Inside that folder, hardlinks to the sstable files will be created. So, this snapshot subfolder will contain a complete image of the persisted state of the data, at the point in time of the snapshot.
If you want to get the complete state of the data persisted before the snapshot is taken, you can run nodetool flush to force a flush on one or more tables, emptying the commitlogs and making any data in them into sstables. These folders or the sstables in them can then be copied to remote storage easily using your favorite copy tool such as rsync or scp.
As mentioned previously, make sure that snapshots from different nodes are stored separately. A structure in remote storage with a parent folder for each node, with branches for keyspaces and tables going downward from there, in each node’s folder in the remote directory, is a good way to keep them separate.
Taking incremental backups
Incremental backups can be turned on in Cassandra. Enabling it means whenever a commitlog is flushed, through normal operations or through a command, which results in a new sstable in the live data directory for a table, a duplicate of that sstable will be created in the ../<keyspace>/backups/ folder for each keyspace.
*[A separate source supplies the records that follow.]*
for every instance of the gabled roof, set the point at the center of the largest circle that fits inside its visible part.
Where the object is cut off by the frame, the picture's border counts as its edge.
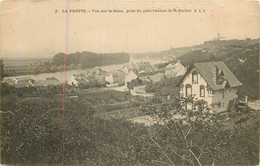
(156, 77)
(206, 69)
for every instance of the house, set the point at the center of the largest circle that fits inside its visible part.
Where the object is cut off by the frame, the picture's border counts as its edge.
(51, 82)
(156, 77)
(115, 78)
(22, 82)
(130, 76)
(73, 80)
(140, 91)
(10, 80)
(142, 65)
(174, 70)
(97, 72)
(211, 81)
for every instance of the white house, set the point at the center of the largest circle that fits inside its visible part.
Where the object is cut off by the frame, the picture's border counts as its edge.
(130, 76)
(212, 82)
(175, 70)
(73, 81)
(115, 78)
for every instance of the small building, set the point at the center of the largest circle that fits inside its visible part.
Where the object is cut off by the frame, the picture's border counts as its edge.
(97, 71)
(156, 77)
(212, 82)
(73, 80)
(140, 91)
(10, 80)
(130, 76)
(22, 82)
(174, 70)
(115, 78)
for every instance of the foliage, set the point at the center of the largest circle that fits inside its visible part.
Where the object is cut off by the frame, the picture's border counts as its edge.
(180, 136)
(240, 56)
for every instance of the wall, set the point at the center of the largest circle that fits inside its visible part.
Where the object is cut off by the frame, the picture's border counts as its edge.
(196, 87)
(222, 103)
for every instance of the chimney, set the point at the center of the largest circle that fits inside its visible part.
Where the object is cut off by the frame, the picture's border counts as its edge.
(215, 74)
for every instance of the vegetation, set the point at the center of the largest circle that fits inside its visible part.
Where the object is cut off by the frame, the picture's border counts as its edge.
(32, 129)
(240, 56)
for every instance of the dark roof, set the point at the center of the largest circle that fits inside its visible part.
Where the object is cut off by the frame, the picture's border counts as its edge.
(206, 69)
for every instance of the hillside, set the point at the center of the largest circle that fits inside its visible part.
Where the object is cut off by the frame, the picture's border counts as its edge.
(241, 56)
(85, 60)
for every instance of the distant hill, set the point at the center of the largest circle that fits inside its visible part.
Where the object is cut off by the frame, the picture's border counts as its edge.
(241, 56)
(85, 60)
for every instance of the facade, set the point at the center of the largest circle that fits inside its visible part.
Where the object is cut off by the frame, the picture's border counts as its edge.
(115, 78)
(175, 70)
(212, 82)
(130, 76)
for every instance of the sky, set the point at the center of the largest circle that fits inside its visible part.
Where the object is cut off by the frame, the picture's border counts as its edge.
(33, 29)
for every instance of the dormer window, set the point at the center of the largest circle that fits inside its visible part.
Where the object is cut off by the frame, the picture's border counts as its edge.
(194, 77)
(202, 91)
(188, 90)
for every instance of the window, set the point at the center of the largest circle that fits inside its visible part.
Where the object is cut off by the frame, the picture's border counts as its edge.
(202, 91)
(195, 77)
(223, 93)
(188, 90)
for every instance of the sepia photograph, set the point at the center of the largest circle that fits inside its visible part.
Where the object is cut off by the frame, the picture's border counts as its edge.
(129, 83)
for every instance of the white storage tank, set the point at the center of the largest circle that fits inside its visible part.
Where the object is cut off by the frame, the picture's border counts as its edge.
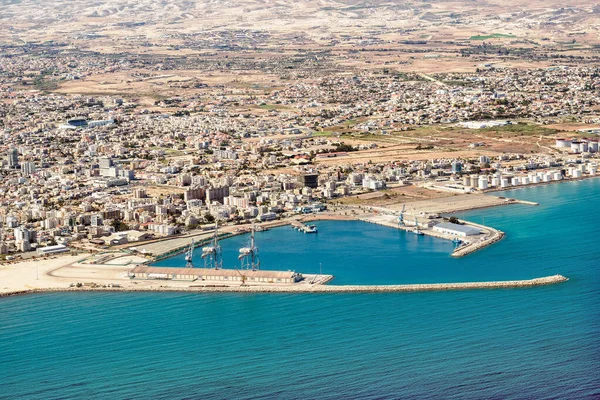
(483, 182)
(563, 143)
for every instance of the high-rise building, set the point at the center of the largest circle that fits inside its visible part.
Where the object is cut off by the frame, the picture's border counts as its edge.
(27, 168)
(13, 158)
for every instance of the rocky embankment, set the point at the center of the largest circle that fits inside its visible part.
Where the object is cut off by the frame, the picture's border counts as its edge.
(428, 287)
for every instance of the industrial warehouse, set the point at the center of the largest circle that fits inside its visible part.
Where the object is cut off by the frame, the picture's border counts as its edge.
(449, 228)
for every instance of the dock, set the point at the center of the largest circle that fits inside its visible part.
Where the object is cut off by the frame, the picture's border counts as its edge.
(303, 227)
(300, 288)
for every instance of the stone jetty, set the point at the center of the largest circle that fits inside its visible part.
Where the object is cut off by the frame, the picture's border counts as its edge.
(303, 288)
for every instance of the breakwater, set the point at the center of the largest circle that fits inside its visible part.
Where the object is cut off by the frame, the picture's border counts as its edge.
(303, 288)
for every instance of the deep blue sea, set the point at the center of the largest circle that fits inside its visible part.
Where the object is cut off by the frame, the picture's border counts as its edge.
(537, 343)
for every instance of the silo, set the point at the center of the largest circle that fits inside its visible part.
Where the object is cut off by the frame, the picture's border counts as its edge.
(483, 182)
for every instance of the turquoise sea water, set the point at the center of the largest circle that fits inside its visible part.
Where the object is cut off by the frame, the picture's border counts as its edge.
(539, 343)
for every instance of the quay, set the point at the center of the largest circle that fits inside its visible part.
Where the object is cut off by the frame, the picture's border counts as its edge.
(489, 235)
(307, 288)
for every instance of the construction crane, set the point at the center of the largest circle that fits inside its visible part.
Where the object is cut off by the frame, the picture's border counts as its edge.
(212, 253)
(189, 263)
(249, 255)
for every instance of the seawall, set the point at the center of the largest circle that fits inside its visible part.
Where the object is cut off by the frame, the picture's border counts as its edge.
(426, 287)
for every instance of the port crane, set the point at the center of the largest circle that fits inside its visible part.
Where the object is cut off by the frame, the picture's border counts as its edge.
(212, 253)
(249, 255)
(189, 255)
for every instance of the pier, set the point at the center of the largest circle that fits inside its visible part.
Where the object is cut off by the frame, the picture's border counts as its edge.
(490, 235)
(307, 288)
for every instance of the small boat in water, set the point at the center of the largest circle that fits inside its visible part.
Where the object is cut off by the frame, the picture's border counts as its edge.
(310, 229)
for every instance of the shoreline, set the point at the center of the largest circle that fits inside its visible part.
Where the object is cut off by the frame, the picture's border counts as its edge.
(405, 288)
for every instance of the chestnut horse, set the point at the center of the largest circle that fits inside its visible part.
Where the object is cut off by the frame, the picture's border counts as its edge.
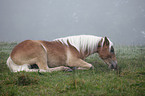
(61, 53)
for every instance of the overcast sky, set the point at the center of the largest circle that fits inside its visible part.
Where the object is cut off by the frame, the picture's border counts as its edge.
(123, 21)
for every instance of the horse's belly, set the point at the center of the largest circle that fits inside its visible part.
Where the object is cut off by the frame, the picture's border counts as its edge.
(55, 61)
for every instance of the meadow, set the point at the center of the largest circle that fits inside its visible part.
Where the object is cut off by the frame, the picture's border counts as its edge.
(129, 80)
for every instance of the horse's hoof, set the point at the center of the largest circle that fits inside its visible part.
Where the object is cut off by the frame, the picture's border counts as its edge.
(92, 67)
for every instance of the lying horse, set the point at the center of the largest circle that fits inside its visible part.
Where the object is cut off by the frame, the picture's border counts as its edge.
(60, 53)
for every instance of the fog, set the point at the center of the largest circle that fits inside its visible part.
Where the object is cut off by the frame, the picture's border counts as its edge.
(123, 21)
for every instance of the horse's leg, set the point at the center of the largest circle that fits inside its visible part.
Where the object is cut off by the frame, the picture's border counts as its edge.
(80, 63)
(60, 68)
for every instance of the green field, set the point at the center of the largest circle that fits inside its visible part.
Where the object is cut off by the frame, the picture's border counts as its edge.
(129, 80)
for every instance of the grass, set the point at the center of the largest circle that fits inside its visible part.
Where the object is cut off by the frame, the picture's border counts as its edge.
(128, 81)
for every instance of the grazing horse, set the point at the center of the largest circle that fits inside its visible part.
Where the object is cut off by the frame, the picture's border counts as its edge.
(61, 53)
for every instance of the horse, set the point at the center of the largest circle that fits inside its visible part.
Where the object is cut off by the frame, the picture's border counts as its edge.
(61, 54)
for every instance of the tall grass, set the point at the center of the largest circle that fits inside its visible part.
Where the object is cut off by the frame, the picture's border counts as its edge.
(128, 81)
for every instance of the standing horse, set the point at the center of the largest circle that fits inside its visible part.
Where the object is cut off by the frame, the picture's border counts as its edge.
(60, 53)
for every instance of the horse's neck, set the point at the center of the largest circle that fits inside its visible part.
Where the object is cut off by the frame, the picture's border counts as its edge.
(85, 44)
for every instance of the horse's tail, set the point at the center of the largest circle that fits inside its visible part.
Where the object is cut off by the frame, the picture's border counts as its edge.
(14, 67)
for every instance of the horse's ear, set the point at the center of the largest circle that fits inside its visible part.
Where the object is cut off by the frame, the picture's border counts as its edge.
(106, 42)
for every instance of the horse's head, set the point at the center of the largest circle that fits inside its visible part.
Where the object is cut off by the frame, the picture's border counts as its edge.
(107, 53)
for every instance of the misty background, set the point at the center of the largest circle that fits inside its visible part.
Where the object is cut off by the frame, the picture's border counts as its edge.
(123, 21)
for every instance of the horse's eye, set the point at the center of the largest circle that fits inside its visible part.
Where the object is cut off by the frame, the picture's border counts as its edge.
(112, 49)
You must maintain and clean up these backups, since the database doesn’t know about them, just like snapshots.
The incremental backups and the snapshots are both hardlinks to the live data sstables, so, once you have a snapshot of a keyspace, you can clear the contents of the incremental backups folder for that keyspace - all the files in it will be in the keyspace, and it might also have older files if you don’t clean it out regularly.
You really only should retain the incrementals until your next snapshot is taken, in other words. Again, this is not a retention guideline recommendation, only a practical note about the redundancy of the backup layers.